Orgasm means “little death” in Latin right? I heard that a few years ago and thought it to be absurd. Now I understand exactly what it means. It means that just for a few measly moments of life we actually get an enjoyable taste of death- a taste of death that we all cling to, long for, ruin a marriage for, die for, and even kill for. It is the one equalizer of the human race. We all long for an orgasm, a few moments in which we can escape our own heads, if only temporarily. It is a break from the madness, the chaos, and calamity of this world. I remember you whispering to me, as the shadows of the passing cars danced on your face, that we spend our entire lives trying to figure out different ways to prolong life, to avoid death, yet the first taste of death, of blackness of the mind that we get, we jump at.
I have a vague memory of telling my wine-clouded mind to record what you were saying, because at some point I would be able to use it in my writing. Is that what the life of a writer has become? Nothing more, nothing less? I can never just exist; I can never just be. I must corrupt every experience I have ever had by manipulating it in order to fit into a piece of writing.
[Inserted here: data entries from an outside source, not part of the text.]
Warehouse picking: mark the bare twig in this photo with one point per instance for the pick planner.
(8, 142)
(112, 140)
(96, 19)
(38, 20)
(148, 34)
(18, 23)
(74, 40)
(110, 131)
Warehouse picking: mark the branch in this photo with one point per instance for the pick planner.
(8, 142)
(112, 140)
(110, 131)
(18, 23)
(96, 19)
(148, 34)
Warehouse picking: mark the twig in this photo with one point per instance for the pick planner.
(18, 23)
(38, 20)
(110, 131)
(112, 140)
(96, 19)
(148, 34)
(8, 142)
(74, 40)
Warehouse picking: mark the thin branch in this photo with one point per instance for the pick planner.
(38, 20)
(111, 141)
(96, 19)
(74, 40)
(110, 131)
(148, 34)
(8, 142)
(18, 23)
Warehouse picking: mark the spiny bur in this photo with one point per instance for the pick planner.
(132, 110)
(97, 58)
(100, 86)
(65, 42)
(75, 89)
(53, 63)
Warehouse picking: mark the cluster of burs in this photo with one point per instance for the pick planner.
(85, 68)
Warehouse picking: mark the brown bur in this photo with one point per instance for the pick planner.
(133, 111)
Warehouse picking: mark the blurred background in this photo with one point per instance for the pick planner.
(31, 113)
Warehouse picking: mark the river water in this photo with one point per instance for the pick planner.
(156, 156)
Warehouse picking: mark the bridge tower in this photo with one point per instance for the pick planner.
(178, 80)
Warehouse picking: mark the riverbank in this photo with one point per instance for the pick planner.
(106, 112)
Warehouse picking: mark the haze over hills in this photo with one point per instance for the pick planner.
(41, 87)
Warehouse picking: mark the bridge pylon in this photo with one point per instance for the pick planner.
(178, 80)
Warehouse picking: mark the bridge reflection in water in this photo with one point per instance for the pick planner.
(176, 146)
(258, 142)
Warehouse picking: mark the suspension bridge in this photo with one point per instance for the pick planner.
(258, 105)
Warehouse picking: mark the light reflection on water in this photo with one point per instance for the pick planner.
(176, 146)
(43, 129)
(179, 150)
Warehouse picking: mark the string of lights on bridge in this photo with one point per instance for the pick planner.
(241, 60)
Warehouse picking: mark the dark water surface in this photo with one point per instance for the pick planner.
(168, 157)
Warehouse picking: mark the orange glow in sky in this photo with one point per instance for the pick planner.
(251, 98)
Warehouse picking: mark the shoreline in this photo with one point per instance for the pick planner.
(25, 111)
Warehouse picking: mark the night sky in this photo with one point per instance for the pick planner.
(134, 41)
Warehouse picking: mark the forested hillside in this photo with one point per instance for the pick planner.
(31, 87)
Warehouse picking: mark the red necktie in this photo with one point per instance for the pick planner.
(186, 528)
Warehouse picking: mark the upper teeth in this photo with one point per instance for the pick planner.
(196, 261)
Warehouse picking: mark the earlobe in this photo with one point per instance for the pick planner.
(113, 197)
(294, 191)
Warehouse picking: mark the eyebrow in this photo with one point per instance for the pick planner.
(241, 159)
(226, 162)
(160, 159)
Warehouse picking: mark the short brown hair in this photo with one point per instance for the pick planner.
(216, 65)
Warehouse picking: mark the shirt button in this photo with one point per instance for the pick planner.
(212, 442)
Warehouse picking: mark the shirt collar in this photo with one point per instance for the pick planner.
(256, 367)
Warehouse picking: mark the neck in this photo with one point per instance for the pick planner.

There are nights that I sit at my typewriter and bleed, just as Hemingway advised, but my knuckles turn white from anxiety and too many sleepless nights spent watching the shadows of cars that pass by but no longer have your skin to adorn. I even have a generous glass of whiskey in my hand and a cigar in the other as I contemplate the swift tapping of the typewriter keys. If I close my eyes, I can focus on inhaling the light layer of dust that I refuse to clean off of my early 20th century typewriter. His name is Felix. Don’t ask me why. I think it is a lovely name, though, and perhaps he will be who I end up sharing the rest of my life with, because lord knows I have emulated the very end of The Sun Also Rises without fault. It is pretty to think that you and I would have had such a damned good time together, but that is all it is: a beautiful lie that makes my skin crawl when I think of how I always fall in love with falling in love but rarely fall in love with the people themselves.